В волчьей пасти (Апиц) - страница 100

Не посвященный в тайну хранения этих пистолетов не сумел бы их обнаружить: на мешках с одеждой стояли фальшивые номера. Но тому, кто знал секрет, достаточно было протянуть руку… Единственным знающим был Гефель. Тайник был надежным, и только при измене…

Бохов закрыл глаза. Он ни о чем не хотел думать, ни о чем! Но кругообразные волны, расширяясь от той точки, где кануло в глубину жестокое желание, непрестанно возникали вновь…

Только при измене…

Думать об этом без конца становилось невыносимым! Что, если какому-нибудь ничего не подозревающему заключенному из команды по глупой случайности попадет в руки такой мешок?

Бохов беззвучно застонал. Вся подпольная деятельность была парализована, и это угнетало его. Ему казалось, что его суставы отяжелели, и он ощущал давление под ложечкой. Что же теперь делать? Конечно, прежде всего следует обезопасить аппарат от возможного предательства. Но удастся ли вообще обезопасить его? Или, может быть, первым делом перенести в более безопасное место пистолеты? И как это осуществить? Как?

Бохов не мог так просто взять и отправиться к какому-нибудь товарищу из вещевой камеры: «Послушай, мне надо тебе кое-что сказать, но только держи язык за зубами, понял?» Этим он выдал бы себя.
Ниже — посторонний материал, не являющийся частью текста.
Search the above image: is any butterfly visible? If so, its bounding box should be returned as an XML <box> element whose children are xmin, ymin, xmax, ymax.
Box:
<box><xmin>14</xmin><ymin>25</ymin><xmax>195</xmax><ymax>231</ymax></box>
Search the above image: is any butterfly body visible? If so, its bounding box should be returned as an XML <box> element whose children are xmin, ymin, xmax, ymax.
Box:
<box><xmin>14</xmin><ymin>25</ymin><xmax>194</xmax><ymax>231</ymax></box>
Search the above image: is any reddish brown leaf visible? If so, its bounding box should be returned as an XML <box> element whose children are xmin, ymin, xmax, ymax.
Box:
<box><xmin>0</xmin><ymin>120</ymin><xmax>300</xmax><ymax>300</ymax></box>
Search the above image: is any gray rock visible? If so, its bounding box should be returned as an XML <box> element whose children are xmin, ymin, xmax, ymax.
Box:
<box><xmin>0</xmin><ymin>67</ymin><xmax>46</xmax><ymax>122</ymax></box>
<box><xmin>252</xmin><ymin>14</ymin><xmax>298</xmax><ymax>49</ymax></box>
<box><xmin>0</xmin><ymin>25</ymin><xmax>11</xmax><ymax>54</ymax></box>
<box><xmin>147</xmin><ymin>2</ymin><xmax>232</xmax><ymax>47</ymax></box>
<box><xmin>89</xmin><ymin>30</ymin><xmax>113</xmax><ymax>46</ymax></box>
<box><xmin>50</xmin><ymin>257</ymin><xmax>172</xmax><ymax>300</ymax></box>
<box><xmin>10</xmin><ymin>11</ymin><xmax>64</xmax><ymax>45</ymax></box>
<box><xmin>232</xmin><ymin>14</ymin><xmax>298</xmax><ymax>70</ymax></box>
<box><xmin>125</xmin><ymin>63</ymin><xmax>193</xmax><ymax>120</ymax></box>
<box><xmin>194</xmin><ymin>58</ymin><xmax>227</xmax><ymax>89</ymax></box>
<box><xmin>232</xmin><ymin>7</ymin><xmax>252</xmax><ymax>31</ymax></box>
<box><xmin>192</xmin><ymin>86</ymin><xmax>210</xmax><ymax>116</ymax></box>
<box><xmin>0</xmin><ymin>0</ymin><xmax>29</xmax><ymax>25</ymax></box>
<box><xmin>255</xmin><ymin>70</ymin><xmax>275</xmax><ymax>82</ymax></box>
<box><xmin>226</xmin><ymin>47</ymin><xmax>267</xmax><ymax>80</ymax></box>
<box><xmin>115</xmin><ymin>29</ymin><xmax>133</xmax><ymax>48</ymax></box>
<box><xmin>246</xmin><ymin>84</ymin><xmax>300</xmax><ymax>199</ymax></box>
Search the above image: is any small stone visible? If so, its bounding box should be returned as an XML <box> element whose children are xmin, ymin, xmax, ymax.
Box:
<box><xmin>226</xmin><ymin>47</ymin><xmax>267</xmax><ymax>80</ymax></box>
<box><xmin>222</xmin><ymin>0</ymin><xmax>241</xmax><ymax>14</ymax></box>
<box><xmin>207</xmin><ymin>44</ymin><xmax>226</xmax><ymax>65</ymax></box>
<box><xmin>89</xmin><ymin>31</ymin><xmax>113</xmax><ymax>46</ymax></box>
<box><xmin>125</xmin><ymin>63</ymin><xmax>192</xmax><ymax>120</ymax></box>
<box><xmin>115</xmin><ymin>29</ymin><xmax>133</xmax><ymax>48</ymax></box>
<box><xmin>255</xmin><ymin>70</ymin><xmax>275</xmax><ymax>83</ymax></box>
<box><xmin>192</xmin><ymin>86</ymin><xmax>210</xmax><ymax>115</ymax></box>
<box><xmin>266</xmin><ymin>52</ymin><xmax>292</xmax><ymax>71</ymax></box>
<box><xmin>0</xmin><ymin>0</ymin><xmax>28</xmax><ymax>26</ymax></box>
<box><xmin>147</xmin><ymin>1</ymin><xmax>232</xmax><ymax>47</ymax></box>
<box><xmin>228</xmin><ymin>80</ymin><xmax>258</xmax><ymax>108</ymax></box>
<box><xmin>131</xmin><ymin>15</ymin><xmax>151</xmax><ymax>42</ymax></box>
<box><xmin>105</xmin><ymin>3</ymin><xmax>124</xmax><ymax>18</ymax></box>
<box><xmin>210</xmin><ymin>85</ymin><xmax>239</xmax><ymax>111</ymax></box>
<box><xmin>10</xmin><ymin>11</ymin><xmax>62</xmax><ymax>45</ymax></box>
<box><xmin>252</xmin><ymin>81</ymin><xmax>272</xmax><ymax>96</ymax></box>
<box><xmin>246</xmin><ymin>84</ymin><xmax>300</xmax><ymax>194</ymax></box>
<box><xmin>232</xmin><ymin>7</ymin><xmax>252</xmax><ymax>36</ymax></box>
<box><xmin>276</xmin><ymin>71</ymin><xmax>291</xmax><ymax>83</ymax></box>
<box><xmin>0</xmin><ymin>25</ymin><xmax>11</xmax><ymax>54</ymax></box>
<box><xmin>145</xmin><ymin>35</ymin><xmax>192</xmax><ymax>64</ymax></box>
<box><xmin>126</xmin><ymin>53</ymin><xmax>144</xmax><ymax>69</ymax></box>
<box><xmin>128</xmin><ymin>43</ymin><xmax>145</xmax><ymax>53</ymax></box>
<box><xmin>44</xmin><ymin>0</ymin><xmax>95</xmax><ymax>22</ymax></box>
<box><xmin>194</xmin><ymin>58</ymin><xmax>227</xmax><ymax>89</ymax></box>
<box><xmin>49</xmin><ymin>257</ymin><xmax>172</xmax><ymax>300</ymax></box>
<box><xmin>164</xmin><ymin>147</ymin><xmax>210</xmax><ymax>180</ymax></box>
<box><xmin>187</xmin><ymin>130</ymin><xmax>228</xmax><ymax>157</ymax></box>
Бохов прижал к глазам кулаки. Тревога, как крыса, вгрызалась во все его мысли. Внезапно его охватила ненависть к Гефелю, виновнику подкрадывавшихся со всех сторон опасностей. Из-за легкомыслия Гефеля он, Бохов, вынужден теперь выдавать одну тайну за другой. Но Бохов быстро подавил в себе эту ненависть, зная, как опасно поддаваться чувствам, и тут же разум подсказал ему, что надо идти к Кремеру, только к Кремеру, и посвятить его в тайну хранения оружия. Кремер был единственным, кто мог взять на себя охрану пистолетов. Надо дать Кремеру поручение найти среди вещевой команды человека, который непосредственно наблюдал бы за тайником. Черт побери! Вот так одна тайна за другой и ускользает сквозь петли сети!

Бохов отнял руки от глаз и заставил себя мыслить четко. Какая польза от этих мучительных раздумий? Другого решения все равно не найдешь.

Кремер тоже сидел у себя, сжимал жесткие кулаки и проклинал Гефеля с его мягкосердечием и ребенка, без вины виноватого в том, что попал в лагерь. Лагерного старосту грызла тревога, и он, так же как Бохов, чувствовал свое бессилие перед лицом грозных опасностей, подобных силам стихий. Он тоже не имел права терять время и ломать себе голову над разными проблемами, надо было действовать.

И Кремер начал действовать. Из карманного фонарика, которым ему, как лагерному старосте, разрешено было пользоваться, он вынул батарейку, заменил ее старой, выгоревшей, вставил лампочку и вышел из барака.